/ADTnormPy

Python Wrapper for yezhengSTAT/ADTnorm

Primary LanguageJupyter Notebook

ADTnormPy

ADTnorm is a package for CITE-seq batch-integration using landmark registration.

ADTnormPy is a Python wrapper for the ADTnorm R package by Ye Zheng! The preprint for ADTnorm can be found here: Zheng et al. Robust Normalization and Integration of Single-cell Protein Expression across CITE-seq Datasets, bioRxiv, 2022

Installation

This package wraps an R package, using rpy2. Therefore, installation of this package requires R is installed in your enviornment version 4.0.0 or greater. To install R into an isolated conda environment and to install ADTnorm in that R, you can use the following commands in terminal:

conda create -n ADTnormPy -c conda-forge r-base r-essentials rpy2
conda activate ADTnormPy
conda install ipykernel
python -m ipykernel install --user --name=ADTnormPy

R
install.packages("remotes")
remotes::install_github("yezhengSTAT/ADTnorm", build_vignettes = FALSE)
quit("no")

Note: if any dependencies fail to install via this command, you will see a warning that installation of packages had a "non-zero exit status". If this occurs, try installing/troubleshooting each dependency individually.

Alternatively, R can be downloaded and installed using CRAN, and ADTnorm can be installed following the instructions here. Running ADTnormPy will also trigger a check that may successfully install the required R packages. Because ADTnorm has many dependencies, installation time may be slow.

Once R and ADTnorm are installed, you can install ADTnormPy.

git clone https://github.com/donnafarberlab/ADTnormPy
cd ADTnormPy
conda activate ADTnormPy
python -m pip install .

Usage

Upon loading in packages, you will need to set the location of your R installation. You can see examples of this and other usage examples in this notebook.

Running ADTnorm can be as simple as running:

adtnorm_df = adtnormpy.adtnorm(prot_df,
                         obs = obs,
                         sample_column='sample')

and you can provide on top of that any keyword arguments for ADTnorm here.

This includes marker_to_process to limit normalization to one or a few markers, and many parameters to alter how normalization is performed inlcuding: exclude_zeroes, peak_type, bimodal_marker, trimodal_marker.

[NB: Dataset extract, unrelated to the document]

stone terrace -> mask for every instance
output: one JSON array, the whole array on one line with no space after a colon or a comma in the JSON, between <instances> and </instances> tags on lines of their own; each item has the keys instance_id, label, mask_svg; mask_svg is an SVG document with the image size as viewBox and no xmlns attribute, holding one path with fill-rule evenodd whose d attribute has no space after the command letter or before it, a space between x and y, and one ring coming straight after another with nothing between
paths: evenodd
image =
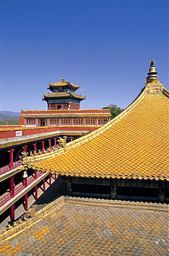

There is also the ability to enable save_fig which will save figures of the pre- and post- normalized ADT expression distribution for each batch, and save_landmark which will save detected landmarks (peaks and valleys) in .rds format. If you use this, there are helper functions built-in to ADTnormPy for loading, converting, and saving these landmarks between R and Python. These can be passed to override_landmark to have more fine-tune control over landmark detection.

Using customize_landmark=True you can also activate the Shiny app for careful customization of landmarks.